Just for clarification: Where do the execution of a command goes, when the execution is not simply a state update (like in most examples found online)
For instance, in my case,
The Command is FetchLastHistoryChangeSet which consist in fetching the last history changeset from an external service based on where we left off last time. In other words the time of the newest change of the previous history ChangeSet Fetched.
The Event would be HistoryChangeSetFetched(changeSet, time). In correlation to what has been said above, the time should be that of the newest change of the newly history ChangeSet Fetched (as per the command event currently being handled)
Now in all example that i see, it is always: (i) validating the command, then, (ii) persisting the event, and finally (iii) handling the event.
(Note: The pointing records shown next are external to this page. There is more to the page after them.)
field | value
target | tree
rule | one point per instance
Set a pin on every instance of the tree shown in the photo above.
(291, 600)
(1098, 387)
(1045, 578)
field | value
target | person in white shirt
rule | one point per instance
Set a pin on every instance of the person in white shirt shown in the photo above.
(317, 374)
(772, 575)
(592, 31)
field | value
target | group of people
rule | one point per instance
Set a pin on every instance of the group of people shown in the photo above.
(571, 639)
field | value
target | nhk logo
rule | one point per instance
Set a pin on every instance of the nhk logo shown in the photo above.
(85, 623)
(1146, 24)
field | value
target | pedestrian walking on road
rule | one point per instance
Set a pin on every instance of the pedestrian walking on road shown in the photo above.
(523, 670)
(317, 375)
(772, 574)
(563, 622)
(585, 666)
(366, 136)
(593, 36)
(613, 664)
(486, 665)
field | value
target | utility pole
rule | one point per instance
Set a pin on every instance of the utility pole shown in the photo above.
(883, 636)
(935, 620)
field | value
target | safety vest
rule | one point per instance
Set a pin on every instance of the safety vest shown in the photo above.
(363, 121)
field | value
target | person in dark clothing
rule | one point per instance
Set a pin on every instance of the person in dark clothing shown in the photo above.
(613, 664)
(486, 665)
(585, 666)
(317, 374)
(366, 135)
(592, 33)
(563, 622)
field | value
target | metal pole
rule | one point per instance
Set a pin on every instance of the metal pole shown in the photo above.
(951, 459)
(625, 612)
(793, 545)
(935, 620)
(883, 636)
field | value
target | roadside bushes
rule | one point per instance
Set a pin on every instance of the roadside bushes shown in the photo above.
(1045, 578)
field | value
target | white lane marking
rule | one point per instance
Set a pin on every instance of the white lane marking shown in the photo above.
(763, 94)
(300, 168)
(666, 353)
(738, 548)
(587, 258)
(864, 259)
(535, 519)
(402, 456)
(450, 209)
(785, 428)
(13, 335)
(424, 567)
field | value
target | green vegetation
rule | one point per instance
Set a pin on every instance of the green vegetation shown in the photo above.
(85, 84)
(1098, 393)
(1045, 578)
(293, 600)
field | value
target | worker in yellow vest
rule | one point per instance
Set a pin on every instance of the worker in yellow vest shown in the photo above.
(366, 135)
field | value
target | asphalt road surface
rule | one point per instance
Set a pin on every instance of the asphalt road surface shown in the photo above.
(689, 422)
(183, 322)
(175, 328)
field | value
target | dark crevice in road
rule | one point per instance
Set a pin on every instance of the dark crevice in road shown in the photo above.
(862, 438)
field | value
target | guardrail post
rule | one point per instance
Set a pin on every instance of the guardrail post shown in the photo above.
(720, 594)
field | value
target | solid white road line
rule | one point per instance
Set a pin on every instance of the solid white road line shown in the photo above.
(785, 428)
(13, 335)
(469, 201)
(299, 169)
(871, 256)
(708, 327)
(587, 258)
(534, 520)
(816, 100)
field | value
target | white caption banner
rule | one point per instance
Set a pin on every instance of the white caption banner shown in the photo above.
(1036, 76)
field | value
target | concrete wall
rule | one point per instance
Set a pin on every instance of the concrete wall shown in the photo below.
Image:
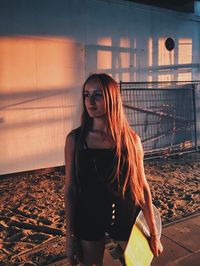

It is in handling the event that i have seen custom code added in addition to the updatestate logic. Where, the custom code is usually added after the update state function. But this custom is most of the time about sending message back to the sender, or broadcasting it to the event bus.
As per my example, it is clear that i need to do quite few operation to actually call Persist(HistoryChangeSetFetched(changeSet, time)). Indeed i need the new changeset, and the time of the newest change of it.
The only way i see it possible is to do the fetch in the validating the command
That is:
case FetchLastHistoryChangeSet => val changetuple = if ValidateCommand(FetchLastHistoryChangeSet) persit(HistoryChangeSetFetched(changetuple._1, changetuple._2)) { historyChangeSetFetched =>
updateState(historyChangeSetFetched)
}
Where the ValidateCommand(FetchLastHistoryChangeSet)
would have as logic, to read last changeSet time (newest change of the changeSet), fetch a new changeset based on it, if it exist, get the time of its newest change, and return the tuple.
My question is, is that how it is supposed to work. Validating command
can be something as complex as that ? i.e. actually executing the
command ?
As it says in the documentation: "validation can mean anything, from simple inspection of a command message's fields up to a conversation with several external services"
So I think what you're trying to do is exactly right. Any interaction with an external service must be done at the command validation stage.